J’ai été durant 6 années responsable sécurité à bord des navires en construction aux Chantiers de l’Atlantique. Je devais organiser et veiller à la prévention des risques pour toutes les personnes qui travaillent à bord, tant les salariés des Chantiers que les autres intervenants. Les peintres dans leurs nacelles ou sur leurs échelles, les mécaniciens en fond de cale, les soudeurs, les poseurs de rambardes de sécurité, les menuisiers et carreleurs, des métiers qui sont très proches de ceux du bâtiment. Cela représente entre 1000 à 2500 personnes selon les moments de la construction et dure 2 ans environ, de la conception à l’achèvement des travaux. Ce sont tous ces métiers qui aboutissent à la construction du navire durant cette période.

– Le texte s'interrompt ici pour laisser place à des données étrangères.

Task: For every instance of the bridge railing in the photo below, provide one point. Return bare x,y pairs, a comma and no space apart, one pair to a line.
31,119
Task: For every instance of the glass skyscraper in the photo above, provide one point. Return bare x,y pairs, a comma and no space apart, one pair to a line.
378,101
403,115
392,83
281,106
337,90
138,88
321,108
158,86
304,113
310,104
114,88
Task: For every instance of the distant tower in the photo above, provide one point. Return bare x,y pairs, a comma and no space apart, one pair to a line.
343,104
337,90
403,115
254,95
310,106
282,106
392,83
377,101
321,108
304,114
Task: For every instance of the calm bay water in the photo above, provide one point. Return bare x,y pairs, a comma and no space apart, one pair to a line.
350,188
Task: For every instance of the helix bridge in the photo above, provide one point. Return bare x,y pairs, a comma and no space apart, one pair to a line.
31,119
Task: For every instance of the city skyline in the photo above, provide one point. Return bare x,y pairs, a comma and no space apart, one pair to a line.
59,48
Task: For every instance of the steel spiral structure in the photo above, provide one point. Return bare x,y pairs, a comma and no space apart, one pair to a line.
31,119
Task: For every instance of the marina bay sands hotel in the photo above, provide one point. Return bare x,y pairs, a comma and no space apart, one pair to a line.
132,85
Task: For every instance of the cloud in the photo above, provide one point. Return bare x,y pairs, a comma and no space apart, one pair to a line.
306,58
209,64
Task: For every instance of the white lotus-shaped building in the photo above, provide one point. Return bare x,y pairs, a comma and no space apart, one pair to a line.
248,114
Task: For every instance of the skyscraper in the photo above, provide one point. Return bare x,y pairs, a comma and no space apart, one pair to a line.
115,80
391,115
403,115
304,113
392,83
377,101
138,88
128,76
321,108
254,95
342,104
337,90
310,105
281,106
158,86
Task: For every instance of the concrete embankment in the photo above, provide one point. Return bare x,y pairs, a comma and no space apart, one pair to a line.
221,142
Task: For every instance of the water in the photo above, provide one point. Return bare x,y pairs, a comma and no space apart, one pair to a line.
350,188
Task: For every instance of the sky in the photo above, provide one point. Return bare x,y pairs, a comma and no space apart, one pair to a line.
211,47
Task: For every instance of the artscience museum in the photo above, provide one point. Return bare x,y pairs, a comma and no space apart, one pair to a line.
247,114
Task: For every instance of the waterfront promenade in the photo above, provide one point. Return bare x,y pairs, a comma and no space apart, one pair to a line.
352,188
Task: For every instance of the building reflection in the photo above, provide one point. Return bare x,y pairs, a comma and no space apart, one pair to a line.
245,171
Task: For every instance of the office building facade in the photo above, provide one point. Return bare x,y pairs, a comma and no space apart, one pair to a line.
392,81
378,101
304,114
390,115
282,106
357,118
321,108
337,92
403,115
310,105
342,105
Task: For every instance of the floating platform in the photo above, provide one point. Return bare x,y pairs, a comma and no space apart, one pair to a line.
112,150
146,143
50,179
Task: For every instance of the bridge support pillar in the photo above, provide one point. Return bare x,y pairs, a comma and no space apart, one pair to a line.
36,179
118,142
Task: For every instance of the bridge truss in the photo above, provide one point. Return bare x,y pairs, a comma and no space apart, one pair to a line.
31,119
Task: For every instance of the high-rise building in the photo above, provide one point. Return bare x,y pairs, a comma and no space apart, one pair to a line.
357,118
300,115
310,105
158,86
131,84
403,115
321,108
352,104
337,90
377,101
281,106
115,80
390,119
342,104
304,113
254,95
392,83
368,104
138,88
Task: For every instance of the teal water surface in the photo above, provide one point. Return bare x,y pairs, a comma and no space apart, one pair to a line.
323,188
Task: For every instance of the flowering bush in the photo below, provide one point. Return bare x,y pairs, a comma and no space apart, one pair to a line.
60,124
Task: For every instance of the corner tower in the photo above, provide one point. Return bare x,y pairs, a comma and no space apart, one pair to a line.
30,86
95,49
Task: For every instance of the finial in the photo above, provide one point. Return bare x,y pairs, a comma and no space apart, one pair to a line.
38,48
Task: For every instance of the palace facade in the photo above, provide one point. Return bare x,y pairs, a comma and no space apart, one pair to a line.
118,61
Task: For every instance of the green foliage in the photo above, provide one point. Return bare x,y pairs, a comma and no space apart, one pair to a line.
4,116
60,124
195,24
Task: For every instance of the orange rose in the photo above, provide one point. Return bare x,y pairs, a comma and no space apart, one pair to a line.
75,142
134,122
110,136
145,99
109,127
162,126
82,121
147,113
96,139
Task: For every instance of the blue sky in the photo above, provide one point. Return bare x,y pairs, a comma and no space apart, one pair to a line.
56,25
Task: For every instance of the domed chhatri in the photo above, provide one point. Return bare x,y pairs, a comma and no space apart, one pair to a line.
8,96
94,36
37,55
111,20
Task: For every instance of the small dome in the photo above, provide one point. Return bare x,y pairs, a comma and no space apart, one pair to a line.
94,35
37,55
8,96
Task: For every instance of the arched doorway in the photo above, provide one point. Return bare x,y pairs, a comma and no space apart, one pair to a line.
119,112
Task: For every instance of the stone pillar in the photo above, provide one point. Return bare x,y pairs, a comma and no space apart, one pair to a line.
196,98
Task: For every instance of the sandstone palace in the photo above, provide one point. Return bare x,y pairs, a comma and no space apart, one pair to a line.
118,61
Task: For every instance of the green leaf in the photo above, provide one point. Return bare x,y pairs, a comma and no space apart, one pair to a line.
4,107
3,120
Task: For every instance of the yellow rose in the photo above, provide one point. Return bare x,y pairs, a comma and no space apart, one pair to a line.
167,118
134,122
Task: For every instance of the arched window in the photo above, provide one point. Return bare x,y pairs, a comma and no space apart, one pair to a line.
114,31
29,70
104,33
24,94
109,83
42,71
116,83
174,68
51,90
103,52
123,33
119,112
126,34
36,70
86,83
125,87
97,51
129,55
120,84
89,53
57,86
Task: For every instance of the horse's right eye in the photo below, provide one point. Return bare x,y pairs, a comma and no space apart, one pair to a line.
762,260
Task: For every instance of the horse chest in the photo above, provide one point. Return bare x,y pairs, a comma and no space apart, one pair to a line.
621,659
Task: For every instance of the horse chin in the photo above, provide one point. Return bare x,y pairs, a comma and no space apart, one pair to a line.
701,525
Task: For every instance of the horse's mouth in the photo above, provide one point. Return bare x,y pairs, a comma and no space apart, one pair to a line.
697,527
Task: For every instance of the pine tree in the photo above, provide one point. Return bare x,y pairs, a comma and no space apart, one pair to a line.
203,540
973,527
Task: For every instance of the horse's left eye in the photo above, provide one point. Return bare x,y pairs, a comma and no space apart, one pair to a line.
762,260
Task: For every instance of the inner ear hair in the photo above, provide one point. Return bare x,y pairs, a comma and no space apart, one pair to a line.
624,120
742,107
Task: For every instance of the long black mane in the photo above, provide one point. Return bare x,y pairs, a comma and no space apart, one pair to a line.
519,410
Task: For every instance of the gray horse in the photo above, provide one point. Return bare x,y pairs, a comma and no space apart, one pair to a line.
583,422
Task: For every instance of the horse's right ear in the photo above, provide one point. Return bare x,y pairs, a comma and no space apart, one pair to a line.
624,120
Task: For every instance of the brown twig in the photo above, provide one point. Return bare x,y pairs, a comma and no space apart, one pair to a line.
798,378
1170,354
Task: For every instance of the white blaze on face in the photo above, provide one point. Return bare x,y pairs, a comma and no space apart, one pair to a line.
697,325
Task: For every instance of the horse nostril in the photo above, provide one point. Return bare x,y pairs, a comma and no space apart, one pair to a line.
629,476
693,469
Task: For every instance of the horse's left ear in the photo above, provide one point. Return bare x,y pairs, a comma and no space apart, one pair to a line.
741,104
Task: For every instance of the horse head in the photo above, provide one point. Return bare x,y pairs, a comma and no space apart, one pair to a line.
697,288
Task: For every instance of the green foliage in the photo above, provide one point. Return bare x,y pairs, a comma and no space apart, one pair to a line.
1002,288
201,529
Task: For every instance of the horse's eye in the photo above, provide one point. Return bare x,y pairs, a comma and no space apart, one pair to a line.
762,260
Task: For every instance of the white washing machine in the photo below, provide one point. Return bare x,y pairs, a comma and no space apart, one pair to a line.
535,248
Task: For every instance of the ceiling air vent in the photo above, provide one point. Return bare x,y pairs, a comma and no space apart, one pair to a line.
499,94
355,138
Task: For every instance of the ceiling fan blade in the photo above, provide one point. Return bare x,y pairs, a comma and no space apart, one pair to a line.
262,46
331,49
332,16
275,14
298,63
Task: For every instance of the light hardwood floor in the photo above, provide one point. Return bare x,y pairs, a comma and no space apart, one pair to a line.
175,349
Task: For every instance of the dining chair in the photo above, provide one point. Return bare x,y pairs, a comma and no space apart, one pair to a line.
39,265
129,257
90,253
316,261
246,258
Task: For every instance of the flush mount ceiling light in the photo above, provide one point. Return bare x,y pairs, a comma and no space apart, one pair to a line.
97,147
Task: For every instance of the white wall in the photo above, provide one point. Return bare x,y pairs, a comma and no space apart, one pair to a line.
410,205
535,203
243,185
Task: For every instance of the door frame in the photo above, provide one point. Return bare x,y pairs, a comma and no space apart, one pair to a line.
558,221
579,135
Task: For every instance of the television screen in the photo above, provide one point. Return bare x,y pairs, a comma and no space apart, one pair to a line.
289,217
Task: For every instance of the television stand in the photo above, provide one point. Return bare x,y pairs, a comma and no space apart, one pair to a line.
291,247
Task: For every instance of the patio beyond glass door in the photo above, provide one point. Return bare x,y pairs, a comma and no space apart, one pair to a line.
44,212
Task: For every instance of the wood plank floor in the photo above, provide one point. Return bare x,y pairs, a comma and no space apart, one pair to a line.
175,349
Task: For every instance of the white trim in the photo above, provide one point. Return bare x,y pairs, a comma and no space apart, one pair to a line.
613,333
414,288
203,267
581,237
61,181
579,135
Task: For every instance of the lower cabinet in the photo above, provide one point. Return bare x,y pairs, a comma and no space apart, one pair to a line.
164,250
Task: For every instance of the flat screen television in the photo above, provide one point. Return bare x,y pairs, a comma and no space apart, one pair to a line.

Il n’y a qu’un responsable sécurité à bord. On est seul. Il y a des gens qui ont des métiers équivalents sur la prévention des risques, mais ils sont dans les ateliers. […]
Pour tenir cette fonction, j’ai une pratique qui consiste à aller à la rencontre des personnes sur leur lieu de travail. Ce sont elles qui vous apprennent leurs pratiques et leurs difficultés et non l’inverse. Je parcourais l’ensemble du navire, 300 mètres de long et plus de 20 ponts. Soit environ 12 km par jour. Ça vous maintient en forme physique. Circuler dans tous les locaux, monter, descendre, pour voir les gens là où ils sont en activité. C’est un déplacement permanent, à tous les niveaux de l’ouvrage, qui occupait plus de la moitié de mon temps de travail ; avec des moments très attendus et appréciés, comme le jour où on met les ascenseurs en service.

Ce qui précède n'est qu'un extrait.